In another coincidence I discovered a YouTube video
of an alphorn quartet playing a piece entitled
Der Frutt - Kühreihen.  
It was posted by Mike Maurer,
who is, I believe, the alphorn player on the right.

 
 



 The previous piece "Der Frutt - Kühreihen"
translates from German as "The Fruit - Rows of Cows."
Something is probably lost in my translation
but here's another alphorn quartet video
posted on YouTube by Dafydd Bullock
that might explain it.

Stay to the end for the vicious assault.
 
 
 

 
As the song says,
"the hills are alive with the sound of music."


 
 
 
This is my contribution to Sepia Saturday
where some see the glacier as half-filled
and others as half-empty.




4 comments:

Barbara Rogers said...

Great laugh at that last video. And I loved the harmonics in the first one...beautiful. I somehow thought, these aren't your bagpipes playing. Quite a different level of tones!

Anonymous said...

I always enjoy the education and the music. Beautiful and funny! I guess I missed your post from your son's wedding. What a lovely and special day. I had to laugh at the verse at the end. It reminded of the lyrics I wrote and frequently sang to my kids about nap time.

Monica T. said...

You certainly found a great musical match for the prompt photo!
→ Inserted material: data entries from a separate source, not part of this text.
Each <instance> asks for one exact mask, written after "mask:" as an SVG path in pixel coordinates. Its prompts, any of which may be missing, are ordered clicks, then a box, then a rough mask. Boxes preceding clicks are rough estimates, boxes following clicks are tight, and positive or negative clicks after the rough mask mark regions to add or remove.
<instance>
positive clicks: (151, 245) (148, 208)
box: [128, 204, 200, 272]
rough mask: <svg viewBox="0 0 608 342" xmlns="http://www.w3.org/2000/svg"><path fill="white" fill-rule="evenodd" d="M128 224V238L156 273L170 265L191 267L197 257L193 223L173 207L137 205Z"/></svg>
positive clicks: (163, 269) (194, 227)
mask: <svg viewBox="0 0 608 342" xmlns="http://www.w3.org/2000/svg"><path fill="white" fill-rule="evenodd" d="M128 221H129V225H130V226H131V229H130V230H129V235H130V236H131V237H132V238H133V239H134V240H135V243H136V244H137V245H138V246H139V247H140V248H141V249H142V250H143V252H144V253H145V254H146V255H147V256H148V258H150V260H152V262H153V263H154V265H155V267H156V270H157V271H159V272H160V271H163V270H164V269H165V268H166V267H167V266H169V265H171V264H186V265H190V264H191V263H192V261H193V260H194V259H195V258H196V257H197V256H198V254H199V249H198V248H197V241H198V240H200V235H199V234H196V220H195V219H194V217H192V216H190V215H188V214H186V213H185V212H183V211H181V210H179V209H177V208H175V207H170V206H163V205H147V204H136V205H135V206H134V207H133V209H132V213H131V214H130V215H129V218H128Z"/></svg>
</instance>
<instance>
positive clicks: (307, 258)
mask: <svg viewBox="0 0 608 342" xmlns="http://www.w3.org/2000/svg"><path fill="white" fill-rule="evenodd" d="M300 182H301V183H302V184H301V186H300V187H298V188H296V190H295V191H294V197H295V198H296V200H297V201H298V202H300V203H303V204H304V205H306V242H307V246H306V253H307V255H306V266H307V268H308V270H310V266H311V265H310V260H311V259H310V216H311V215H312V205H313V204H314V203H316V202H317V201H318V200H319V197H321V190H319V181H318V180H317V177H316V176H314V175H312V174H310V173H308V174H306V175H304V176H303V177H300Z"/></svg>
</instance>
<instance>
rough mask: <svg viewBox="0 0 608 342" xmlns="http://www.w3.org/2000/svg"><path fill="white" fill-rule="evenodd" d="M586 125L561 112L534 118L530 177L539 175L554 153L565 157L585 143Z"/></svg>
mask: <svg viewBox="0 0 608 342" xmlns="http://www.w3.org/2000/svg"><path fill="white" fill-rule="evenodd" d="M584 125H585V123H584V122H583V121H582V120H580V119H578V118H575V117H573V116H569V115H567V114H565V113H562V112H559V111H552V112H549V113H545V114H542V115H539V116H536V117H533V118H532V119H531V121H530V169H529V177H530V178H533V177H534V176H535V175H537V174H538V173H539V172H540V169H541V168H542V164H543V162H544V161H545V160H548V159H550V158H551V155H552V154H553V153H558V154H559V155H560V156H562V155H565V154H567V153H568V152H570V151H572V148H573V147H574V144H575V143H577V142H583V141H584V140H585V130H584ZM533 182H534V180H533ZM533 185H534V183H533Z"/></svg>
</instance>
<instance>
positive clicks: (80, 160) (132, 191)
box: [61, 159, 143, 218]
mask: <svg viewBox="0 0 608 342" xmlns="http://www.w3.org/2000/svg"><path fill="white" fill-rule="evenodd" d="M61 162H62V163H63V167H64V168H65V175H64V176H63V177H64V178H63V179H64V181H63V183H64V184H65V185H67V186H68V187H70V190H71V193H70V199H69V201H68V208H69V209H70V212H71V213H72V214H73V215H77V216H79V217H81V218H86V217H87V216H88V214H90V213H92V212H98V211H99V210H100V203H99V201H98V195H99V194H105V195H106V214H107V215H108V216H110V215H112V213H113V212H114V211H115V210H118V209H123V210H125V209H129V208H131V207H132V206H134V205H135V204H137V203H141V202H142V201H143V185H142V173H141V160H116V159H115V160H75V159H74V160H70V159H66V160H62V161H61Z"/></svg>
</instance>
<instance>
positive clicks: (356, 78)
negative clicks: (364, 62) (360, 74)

And I'd never have thought that as much as variety as that would actually come out of that instrument.

La Nightingail said...

What a delightful & informative post. The cows were hilarious - not sure what to do about all that noise. It didn't look so much like the cows were attacking the horn players as the two on the left were kind of 'getting into it' with each other? Fun! I wonder how much air it takes to make a sound out of the horns? It doesn't seem like they could play any fast tunes?